LEICESTER, United Kingdom – During Friday’s burial of baby Indi Gregory, Bishop Patrick McKinney of Nottingham asked the population to “please continue to keep them in your thoughts, and especially your prayers.”
The 8-month-old baby girl died in a hospice Nov. 27 after her life support was withdrawn the day before.
She had suffered brain damage as the result of a rare condition known as mitochondrial disease. Her doctors said her life support should be removed to allow her to die at a hospital or hospice.
Her parents, Dean Gregory and Claire Staniforth, had tried to get her to Italy, where the papally-sponsored Bambino Gesu Children’s Hospital in Rome had offered to continue her treatment.
In his funeral homily, McKinney quoted the words of Jesus: “Let the children come to me, do not stop them; for it is to such as these little children that the Kingdom of God belongs.”
The bishop said this is a strong and powerful message from Jesus.
“He’s saying that we can all learn so much from children. How? Because children are naturally joyful, open and trusting, they have not yet become closed in and weighed down by the worries of the world,” McKinney said.
“But Jesus is also saying that these are precisely the necessary qualities needed so as to share in his Kingdom of Heaven: Openness to God in our lives, trust in his love for each of us, and joy and hope in the way we live our lives and care for others. So, as adults, we have much to learn from children,” he continued.
“Therefore, we believe that Jesus has a very special place prepared in heaven for all children, and especially for those who, like baby Indi, die so young,” McKinney said, adding that’s why Dean and Claire arranged for baby Indi to be baptized.
“They wanted her to know God’s love and to be able to be close to Jesus forever, and I know this truth gives them great comfort. So, they in turn were able to comfort their second youngest child, Vienna, who is only 6, by explaining to her that baby Indi was now in a very special place called Heaven where she continues to be loved and cared for by Jesus and all his angels and saints,” he said.
Indi’s father gave a tribute for his daughter, calling her a “beautiful warrior.”
“I honestly and truly feel, deep in my heart, that Indi was not only beautiful, but strong and unique,” Dean said.
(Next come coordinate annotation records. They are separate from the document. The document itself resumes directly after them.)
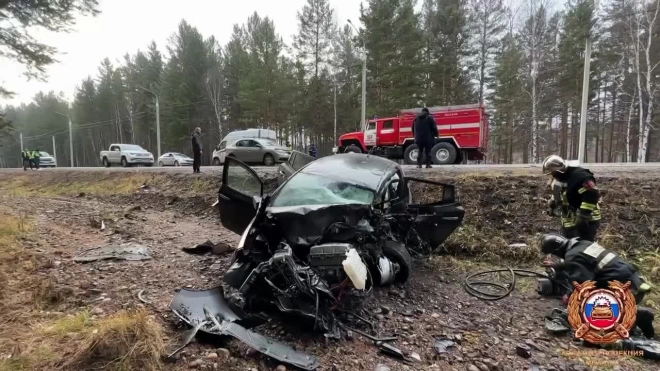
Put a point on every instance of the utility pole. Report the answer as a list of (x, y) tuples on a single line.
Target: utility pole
[(585, 95), (335, 112), (54, 153), (70, 137), (157, 117), (364, 78)]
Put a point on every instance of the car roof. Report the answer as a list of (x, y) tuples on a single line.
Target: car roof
[(366, 170)]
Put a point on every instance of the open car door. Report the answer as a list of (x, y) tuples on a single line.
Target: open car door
[(437, 210), (236, 198), (295, 162)]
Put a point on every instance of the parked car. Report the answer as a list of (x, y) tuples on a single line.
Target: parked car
[(218, 157), (174, 159), (297, 160), (126, 155), (46, 160), (336, 223), (257, 150)]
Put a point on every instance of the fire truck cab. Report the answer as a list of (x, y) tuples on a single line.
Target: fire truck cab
[(463, 135)]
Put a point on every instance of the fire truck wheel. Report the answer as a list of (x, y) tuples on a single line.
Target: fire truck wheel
[(410, 154), (353, 149), (443, 154)]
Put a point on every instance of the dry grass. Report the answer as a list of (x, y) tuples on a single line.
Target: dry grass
[(29, 340), (55, 184)]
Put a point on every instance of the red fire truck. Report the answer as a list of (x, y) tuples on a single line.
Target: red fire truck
[(463, 135)]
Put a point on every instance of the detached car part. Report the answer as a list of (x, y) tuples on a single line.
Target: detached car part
[(208, 311)]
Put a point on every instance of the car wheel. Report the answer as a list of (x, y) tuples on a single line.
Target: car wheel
[(443, 154), (398, 253), (269, 160), (353, 149), (410, 154)]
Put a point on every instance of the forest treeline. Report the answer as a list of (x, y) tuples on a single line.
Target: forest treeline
[(524, 60)]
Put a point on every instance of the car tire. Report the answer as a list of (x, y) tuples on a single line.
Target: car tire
[(410, 155), (443, 154), (353, 149), (269, 160), (398, 253)]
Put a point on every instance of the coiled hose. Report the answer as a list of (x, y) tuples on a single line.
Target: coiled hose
[(472, 287)]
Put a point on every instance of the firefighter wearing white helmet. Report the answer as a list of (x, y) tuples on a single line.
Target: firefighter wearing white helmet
[(575, 192)]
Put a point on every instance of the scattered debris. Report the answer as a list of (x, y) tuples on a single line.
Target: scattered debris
[(394, 352), (131, 208), (141, 298), (209, 312), (129, 251), (523, 350), (442, 344), (219, 248)]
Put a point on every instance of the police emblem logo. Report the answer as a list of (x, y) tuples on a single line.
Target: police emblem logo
[(602, 316)]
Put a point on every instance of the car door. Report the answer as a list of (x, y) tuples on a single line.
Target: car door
[(296, 162), (436, 207), (240, 186), (115, 153)]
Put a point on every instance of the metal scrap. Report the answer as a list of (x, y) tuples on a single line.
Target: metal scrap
[(208, 311), (130, 251)]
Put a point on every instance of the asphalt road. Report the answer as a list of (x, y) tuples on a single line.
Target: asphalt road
[(647, 169)]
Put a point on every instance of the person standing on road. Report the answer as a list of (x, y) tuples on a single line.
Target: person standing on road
[(37, 158), (26, 159), (425, 130), (196, 139), (575, 192)]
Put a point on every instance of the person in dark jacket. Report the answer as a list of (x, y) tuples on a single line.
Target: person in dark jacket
[(425, 130), (576, 193), (197, 149), (583, 260), (26, 159)]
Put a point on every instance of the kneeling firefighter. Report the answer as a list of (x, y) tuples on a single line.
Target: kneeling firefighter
[(588, 261), (575, 192)]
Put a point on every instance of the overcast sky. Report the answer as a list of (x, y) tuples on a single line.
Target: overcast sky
[(128, 25)]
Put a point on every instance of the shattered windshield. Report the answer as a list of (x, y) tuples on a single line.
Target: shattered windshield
[(311, 189)]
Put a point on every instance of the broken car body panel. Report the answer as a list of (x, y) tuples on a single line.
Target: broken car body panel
[(192, 307)]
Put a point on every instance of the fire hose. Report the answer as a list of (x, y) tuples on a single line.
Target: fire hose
[(475, 287)]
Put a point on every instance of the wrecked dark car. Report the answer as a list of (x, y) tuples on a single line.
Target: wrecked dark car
[(332, 230)]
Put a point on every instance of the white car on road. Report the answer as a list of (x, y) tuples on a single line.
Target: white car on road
[(174, 159), (126, 155)]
“I just knew, from the start, she was very special. Nonetheless, I could never have imagined the sort of journey we and lndi would have had to go through to fight for her life. She didn’t only have to battle against her health problems, she had to battle against a system that makes it almost impossible to win. Yet, it was her weakest point, her health problems, that distinguished lndi as a true warrior,” he continued.
The girl’s father mentioned her many struggles, and spoke about the medical system in the country that often went against the will of parents.
“lndi’s determination to fight for a chance at life, really inspired me. The strength she had for an eight-month-old child was truly incredible. And this is one of the reasons I would have done anything for lndi to have had that chance to live which was denied her,” Dean said, adding his daughter had to fight to live from day one of her life.
“I was even willing to go down into the pits of hell to fight and to protect lndi. In a way I did, because the court system itself felt like being in hell to me,” he said.
However, Dean said that lndi was an eight-month-old baby that had the power to touch millions of peoples’ hearts around the world, inspiring love, especially in Italy.
“In fact, I’m sure lndi is as proud as I am for the amazing support and love shown by the Italian Government, the Italian Prime Minister and the Italian people. I strongly believe they were lndi’s guardian angels during the legal battle to save her,” he said.
The Mass was attended by a delegation from the Italian government, including Minister of Families Eugenia Roccella and Minister of Disabilities Alessandra Locatelli.
The service also included a statement from the Vatican’s Secretary of State, Cardinal Pietro Parolin.
“His Holiness Pope Francis was saddened to learn of the death of little Indi Gregory, and he sends condolences and the assurance of his spiritual closeness to her parents, Dean and Claire, and to all who mourn the loss of this precious child of God,” the cardinal wrote.
“Entrusting Indi into the tender and loving hands of our Heavenly Father, His Holiness joins those gathered for her funeral in thanking Almighty God for the gift of her all-too-short life. He likewise prays that the Lord Jesus, who said to his disciples, ‘Let the little children come to me… for it is to such as these that the kingdom of heaven belongs’ (Matthew 19:14), will grant abiding comfort, strength and peace to you all,” Parolin said.
In his homily, McKinney said Indi’s short life serves to remind people of how precious life is.
“She reminds us of how precious is the dignity of every human being; that whether a baby in the womb, someone very young like Indi, or elderly, healthy or sick, big or small, each person is of infinite value and is to be respected as such,” the Nottingham bishop said.
“That’s a wonderful legacy of Indi’s short life on earth.”